Roberts spent many years as a successful script doctor–he worked on “Road to Perdition,” among other films as well as writing thirteen scripts for hire for studios (though not have been made until now)–but he kept this one back for his own direction, polishing in between other projects. “There was no evidence that I’d ever be able to do it,” he said, “but I figured if the time came, it was the one to go out with [as a director]. Looking back on it, it was actually a harder film to do first; it would have been really easy to blow this one, because it’s so fragile–it’s a small little story, an inward story, which is the most difficult to tell.” But he was fortunate in the fact that Walken, Lucas and Caine signed on. “These guys were our first choices, truly our first choices,” he said. “The agency that represents all three of them–ICM–now represents me. They got behind the movie in a big way, really made this film happen.” Roberts explained the stars’ interest: “My father passed away about a year and a half ago, and that’s when I sat down and wrote another draft. At that point the script became funnier and clearer and more moving and more honest. And those are the things that actors look for. There are not a lot of roles out there where actors get to play real people. Comedy is usually pushed so far to the side that they have to behave like cartoons, and drama is usually pushed so far into the sentimental realm that it’s kind of embarrassing. They believed that I had no interest in making a sentimental movie. I wanted to make a deeply, deeply emotional movie that felt honest–especially in the way that men’s emotions are expressed, which is, for better or worse, restrained. And I wanted to practice great restraint through the film, and they wanted to do that. So keeping them in that zone where the comedy was real and the drama was real was basically the best bait I had. And I did it. I wasn’t tricking them. And they were helpful; they wanted to do that, too.”

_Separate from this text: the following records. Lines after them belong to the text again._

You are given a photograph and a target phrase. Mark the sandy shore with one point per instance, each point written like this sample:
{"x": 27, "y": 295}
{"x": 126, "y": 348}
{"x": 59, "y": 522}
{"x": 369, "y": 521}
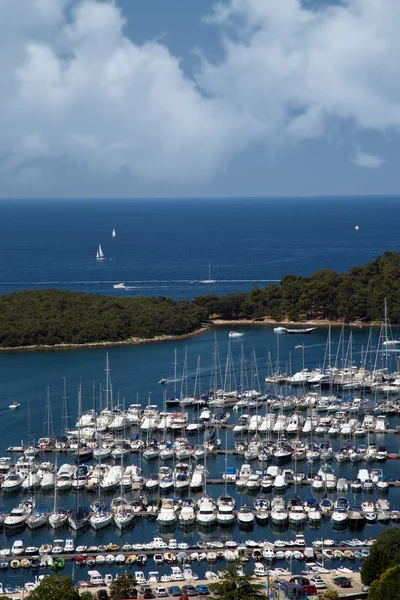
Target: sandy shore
{"x": 312, "y": 323}
{"x": 167, "y": 338}
{"x": 129, "y": 342}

That’s why Roberts was perplexed by the reaction to the movie among some critics on the two coasts. “We’ve taken a lot of hits from [critics] who are calling this movie sentimental,” he noted. “And it drives me berserk. This is not a sentimental movie. It’s an emotional movie. It was not easy to do that. The material could easily have lent itself to a kind of maudlin [approach]…and we didn’t do it. So it disturbs me that some people aren’t able to recognize emotion as distinct from sentiment….I love the courage of telling a story of compassion in this day and age. It is shocking how edgy a story of compassion actually is, especially in the independent film community. Compassion is not a theme that is held dear in that community, and I’m extraordinarily proud that I did it and I did it honestly, and the actors told that story with great integrity and honesty….The whole point is that folks break, and sometimes they’re worth looking at as broken vessels. And sometimes they even want to heal themselves before they go….Some [critics] are knocking the theme of this film as a contrivance, and they’re literally calling compassion in this particular regard a Hollywood contrivance. They’re actually speaking a world-view that’s not mine, because I actually believe that compassion is not only possible–it’s not easy, but it’s the best we can do as humans, and I think it’s demonstrated day in and day out by thousands of people. So to refer to something that’s what we can do in our heart as a myth, I think says more about those people than [the film].”

Jordan Roberts’ “Around the Bend” is a Warner Independent Pictures release.